2. Enforcement would not contravene a strong public policy enunciated by statute or judicial fiat, either in the forum where the suit would be brought, or the forum from which the suit has been excluded.
3. The purpose was not to transfer an essentially local dispute to a remote and alien forum in order to seriously inconvenience one or both of the parties.

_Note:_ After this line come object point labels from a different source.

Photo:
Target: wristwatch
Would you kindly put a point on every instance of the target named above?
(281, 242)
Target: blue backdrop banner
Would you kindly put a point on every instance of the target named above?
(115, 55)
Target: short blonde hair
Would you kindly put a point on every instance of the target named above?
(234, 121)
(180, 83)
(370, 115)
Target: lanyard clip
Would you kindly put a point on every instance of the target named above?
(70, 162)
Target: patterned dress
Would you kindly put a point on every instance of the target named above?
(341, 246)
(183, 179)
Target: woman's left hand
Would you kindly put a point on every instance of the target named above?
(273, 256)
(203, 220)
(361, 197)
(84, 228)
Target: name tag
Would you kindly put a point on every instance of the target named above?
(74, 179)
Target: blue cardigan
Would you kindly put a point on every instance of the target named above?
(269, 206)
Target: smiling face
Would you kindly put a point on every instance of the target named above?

In the case before us, there is nothing in the record to indicate overreaching. No stated strong public policy or statute appears to have been contravened, unless the pronouncements of the Third District in and of themselves constitute state-wide public policy, which we do not feel is so. Moreover, the forum is obviously neither remote nor seriously inconvenient since one of the parties is located in Florida and much of the substance of the contracts call for performance here. Accordingly, we adopt the Bremen rationale, even though Bremen involved an international rather than an inter-state contract, and conclude that the clause providing that this matter be litigated in Broward County circuit court was valid. See also Woods v. Luby Chevrolet, Inc.,
In these frenetic days of jet travel, satellite communication and the like, inter-state contracts between corporations are commonplace. Absent a statute to the contrary, and if such contracts are entered into at arms length with equal bargaining power and partial performance is called for in both states, we can perceive no public policy against the contracting parties designating the home state of one of two corporations as the forum for ensuing litigation. Indeed, a conclusion to the contrary does not appear to serve any purpose other than to provide procedural loopholes through which one of the contracting parties can use dilatory tactics to escape clearly entered into obligations. Furthermore, it is well recognized that contracting parties can agree on what state law is to apply without doing violence to public policy. Dept. of Motor Vehicles v. Mercedes-Benz of No. Am., Inc.,
CAN PARTIES TO A CONTRACT AGREE THEREIN TO SUBMIT TO THE JURISDICTION OF A CHOSEN FORUM IN THE EVENT OF SUBSEQUENT LITIGATION ARISING OUT OF SAID CONTRACT WHEN THERE IS NO OVERREACHING, NO CONTRAVENTION OF STATED PUBLIC POLICY AND THE FORUM IS NEITHER REMOTE NOR ALIEN?
In the consolidated matters before us, the trial court in one case, in effect, found jurisdiction to exist under the long arm statute, Section 48.193, Florida Statutes (1981), thereby rendering the in personam jurisdiction by contract agreement moot. However, this latter issue is properly raised on appeal, we have chosen to address it and we find our conclusion both dispositive and in accord with the result reached by the trial court.
In the other case, the trial court granted the motion to dismiss citing lack of jurisdiction. Our conclusion disputes this latter ruling and we reverse it.
AFFIRMED IN PART, REVERSED IN PART.
HURLEY and DELL, JJ., concur.
NOTES
Notes
[1] For the purposes of this opinion, we do not address any arguments concerning doing business or performing acts in Florida through minimum contacts and address ourselves solely to the question of consent to jurisdiction.
[2] As we perceive it, the instant case does not present a venue question. As reported in Bayitch, Conflict of Laws: Florida 1968-69, 24 U. Miami L.Rev. 433, 438 (1970) venue appears to be an intra-state matter quite distinct from jurisdiction.